U.S. PLANS FOR a pre-emptive strike against Iraq with the aim of bringing about a change of regime would entail a violation of established international principles and cannot be condoned especially if it were to be carried out in a unilateral mode and were meant to serve a narrow, partisan interest. Even countries that have been closely allied with the U.S., and which agree with the perception that Iraq and its President, Saddam Hussein, represent a grave threat to world peace, are not prepared to endorse the plan at the moment. Close friends of the U.S. are currently engaged in efforts to persuade Washington to present its case before the U.N. as a prelude to the collective drawing up of an ultimatum and to act solely with the world body's consent if Iraq does not comply. It does not appear likely that an administration which has but reluctantly drawn in the legislative wing into the process of chiselling its Iraq policy will countenance the idea that the wider world should be drawn into the debate.

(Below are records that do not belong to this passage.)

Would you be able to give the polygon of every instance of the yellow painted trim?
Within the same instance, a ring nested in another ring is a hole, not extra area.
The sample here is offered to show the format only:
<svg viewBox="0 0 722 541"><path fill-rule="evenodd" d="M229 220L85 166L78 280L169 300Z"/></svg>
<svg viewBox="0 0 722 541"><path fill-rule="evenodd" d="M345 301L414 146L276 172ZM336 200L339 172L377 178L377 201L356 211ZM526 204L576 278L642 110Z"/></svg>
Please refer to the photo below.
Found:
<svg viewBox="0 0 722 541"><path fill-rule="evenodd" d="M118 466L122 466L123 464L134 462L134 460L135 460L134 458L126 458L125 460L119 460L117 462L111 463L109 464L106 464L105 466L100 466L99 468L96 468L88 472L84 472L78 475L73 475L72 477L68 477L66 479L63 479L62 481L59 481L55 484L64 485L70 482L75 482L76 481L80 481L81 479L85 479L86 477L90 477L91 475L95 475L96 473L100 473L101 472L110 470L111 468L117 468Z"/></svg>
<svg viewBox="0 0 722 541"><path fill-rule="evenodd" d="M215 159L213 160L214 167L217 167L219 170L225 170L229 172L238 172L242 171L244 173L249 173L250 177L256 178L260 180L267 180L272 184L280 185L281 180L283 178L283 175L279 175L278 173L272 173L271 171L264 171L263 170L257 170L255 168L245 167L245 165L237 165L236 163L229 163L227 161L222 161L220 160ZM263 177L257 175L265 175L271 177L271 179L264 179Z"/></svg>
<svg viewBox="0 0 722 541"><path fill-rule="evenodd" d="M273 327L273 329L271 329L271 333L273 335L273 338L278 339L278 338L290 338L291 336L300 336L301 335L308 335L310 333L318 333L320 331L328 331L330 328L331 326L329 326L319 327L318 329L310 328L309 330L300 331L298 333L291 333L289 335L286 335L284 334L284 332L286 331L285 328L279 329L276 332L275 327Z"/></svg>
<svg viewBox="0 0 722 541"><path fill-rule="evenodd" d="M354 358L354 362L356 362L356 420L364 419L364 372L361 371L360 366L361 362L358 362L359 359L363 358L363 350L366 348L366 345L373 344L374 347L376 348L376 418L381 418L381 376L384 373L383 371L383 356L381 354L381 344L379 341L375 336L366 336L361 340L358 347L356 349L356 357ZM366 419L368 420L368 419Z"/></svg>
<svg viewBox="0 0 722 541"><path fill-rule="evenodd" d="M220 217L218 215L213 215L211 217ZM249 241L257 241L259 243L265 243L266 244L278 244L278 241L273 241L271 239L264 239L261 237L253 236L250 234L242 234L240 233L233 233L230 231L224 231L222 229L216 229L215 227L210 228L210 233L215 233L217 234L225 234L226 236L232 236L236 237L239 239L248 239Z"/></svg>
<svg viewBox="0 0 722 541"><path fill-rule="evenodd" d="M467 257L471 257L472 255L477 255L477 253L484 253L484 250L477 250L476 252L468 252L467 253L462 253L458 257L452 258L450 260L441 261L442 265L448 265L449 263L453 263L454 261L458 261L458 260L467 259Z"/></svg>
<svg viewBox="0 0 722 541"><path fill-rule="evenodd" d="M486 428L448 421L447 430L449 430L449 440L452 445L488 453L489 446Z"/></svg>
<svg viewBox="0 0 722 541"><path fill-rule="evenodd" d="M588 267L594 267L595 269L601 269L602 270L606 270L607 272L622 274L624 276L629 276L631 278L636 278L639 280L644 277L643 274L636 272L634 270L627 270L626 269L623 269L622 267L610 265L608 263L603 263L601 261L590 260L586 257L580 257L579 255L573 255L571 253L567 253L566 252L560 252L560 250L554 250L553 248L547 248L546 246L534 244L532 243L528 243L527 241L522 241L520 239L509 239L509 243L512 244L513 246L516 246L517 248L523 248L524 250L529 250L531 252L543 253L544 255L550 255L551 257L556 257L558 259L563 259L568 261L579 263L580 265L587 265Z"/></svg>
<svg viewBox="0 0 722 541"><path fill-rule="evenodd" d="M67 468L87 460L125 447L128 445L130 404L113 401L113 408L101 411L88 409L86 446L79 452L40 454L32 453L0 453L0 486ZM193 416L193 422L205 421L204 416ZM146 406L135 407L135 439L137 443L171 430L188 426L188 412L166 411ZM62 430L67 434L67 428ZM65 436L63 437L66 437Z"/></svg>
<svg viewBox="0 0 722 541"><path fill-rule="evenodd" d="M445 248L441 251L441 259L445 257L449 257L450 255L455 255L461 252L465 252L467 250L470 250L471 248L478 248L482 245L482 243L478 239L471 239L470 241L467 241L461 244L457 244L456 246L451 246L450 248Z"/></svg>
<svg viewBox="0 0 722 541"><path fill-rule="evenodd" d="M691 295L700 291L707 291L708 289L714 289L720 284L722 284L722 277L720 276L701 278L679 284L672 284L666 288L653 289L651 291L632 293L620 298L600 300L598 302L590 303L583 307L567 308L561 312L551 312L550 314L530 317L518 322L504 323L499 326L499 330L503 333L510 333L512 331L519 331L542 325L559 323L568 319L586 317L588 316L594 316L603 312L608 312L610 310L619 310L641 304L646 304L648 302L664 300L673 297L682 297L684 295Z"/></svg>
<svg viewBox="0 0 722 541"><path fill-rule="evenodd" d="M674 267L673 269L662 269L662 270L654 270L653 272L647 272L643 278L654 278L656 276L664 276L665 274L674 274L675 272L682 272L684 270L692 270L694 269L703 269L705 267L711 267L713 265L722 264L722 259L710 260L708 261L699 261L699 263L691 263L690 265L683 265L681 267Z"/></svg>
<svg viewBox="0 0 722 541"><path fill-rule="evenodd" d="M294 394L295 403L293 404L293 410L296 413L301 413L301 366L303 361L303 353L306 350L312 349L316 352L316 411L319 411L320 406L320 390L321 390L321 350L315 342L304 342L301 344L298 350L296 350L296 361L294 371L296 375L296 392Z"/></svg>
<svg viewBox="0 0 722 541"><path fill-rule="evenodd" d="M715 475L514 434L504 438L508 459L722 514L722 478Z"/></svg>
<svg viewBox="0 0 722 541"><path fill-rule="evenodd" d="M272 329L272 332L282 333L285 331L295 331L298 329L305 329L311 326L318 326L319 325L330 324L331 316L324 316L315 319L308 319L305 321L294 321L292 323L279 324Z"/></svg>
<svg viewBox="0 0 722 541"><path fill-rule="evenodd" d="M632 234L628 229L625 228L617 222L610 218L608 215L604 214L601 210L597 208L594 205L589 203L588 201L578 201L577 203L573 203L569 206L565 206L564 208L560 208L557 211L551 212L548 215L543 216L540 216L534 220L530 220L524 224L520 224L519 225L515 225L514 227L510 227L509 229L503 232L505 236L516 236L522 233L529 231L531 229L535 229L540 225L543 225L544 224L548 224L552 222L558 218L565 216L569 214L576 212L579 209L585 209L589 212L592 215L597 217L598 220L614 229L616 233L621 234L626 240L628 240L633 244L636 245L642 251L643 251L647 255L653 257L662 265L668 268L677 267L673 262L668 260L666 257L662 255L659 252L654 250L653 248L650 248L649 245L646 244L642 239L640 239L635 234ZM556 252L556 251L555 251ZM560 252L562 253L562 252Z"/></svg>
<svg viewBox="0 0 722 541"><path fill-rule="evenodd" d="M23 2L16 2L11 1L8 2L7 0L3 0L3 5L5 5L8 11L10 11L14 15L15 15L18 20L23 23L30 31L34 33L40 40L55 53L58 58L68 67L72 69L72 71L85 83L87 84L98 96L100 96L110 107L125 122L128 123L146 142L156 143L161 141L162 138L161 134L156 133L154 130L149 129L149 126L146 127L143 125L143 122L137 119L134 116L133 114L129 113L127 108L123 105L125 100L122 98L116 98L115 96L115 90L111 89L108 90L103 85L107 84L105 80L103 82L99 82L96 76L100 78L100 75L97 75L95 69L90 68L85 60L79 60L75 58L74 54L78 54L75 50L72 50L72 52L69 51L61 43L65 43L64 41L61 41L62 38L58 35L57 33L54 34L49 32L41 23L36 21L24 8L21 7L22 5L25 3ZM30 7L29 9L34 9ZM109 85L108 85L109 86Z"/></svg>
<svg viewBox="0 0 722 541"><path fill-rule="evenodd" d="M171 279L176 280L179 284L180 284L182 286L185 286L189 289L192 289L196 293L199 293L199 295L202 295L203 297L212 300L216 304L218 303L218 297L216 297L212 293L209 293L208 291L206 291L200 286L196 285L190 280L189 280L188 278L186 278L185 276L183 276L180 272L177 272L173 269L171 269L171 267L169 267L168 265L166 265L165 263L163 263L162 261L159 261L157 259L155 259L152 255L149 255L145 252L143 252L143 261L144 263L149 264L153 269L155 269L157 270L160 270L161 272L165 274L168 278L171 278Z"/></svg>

In laying out what has so far been the most forceful presentation of the administration's justification for a pre-emptive strike, the U.S. Vice-President, Dick Cheney, has referred to what are essentially two different sets of factors. One of these sets can be broadly categorised as consisting of factors that the rest of the world is genuinely concerned about. Included in this set are the facts that Iraq did have a chemical and biological weapons capability, that Mr. Hussein did not hesitate to order the use of this capability against Iranian soldiers and dissident Kurds and that Baghdad might be trying to re-build this capability after much of it was destroyed in the 1991 Gulf War or via the programme of intrusive inspections that followed from it. Under the terms of the agreement that ended that war, Baghdad did commit itself to comply with a regimen wherein international weapons inspectors could probe all facilities for the production and storage of weapons of mass destruction (WMD) and the missiles to deliver them, destroy and dismantle this capability and ultimately be able to truthfully certify that Iraq was free of these weapons. It is not solely Iraq's fault that the weapons inspection programme did not unfold as envisaged, but its need to comply has not been erased and the rest of the world is justified in demanding that Iraq submit itself once again to the programme for intrusive inspections.

For the U.S. administration, however, Iraq's non-compliance on the weapons inspection front is relevant merely as a supplement to the main thrust of its case for a pre-emptive strike. The main thrust of Washington's argument is that Iraq under Mr. Hussein, possessing a WMD capability as it does, poses a grave danger to world peace since it might use that capability once it has been sufficiently developed or that it might pass on the capability to state-less terrorist groups. For this reason, Washington argues, there can never been a stable and peaceful world order till Mr. Hussein is toppled from office and the regime in Baghdad re-cast. To most of the rest of the world, this case appears over-drawn. In this context, the other set of factors referred to in Mr. Cheney's presentation take on added salience. The U.S. Vice-President has spoken of how Iraq's possession of a tenth of the world's oil reserves in combination with the WMD capability it is developing would enable it to dominate West Asia and defy Washington's promotion of its own special interests in the region. Few people elsewhere in the world would be prepared to concede that this is sufficient justification for an action that would further destabilise a region rocked by conflict between Israel and the Arabs and would exacerbate rage and frustration in the Muslim world.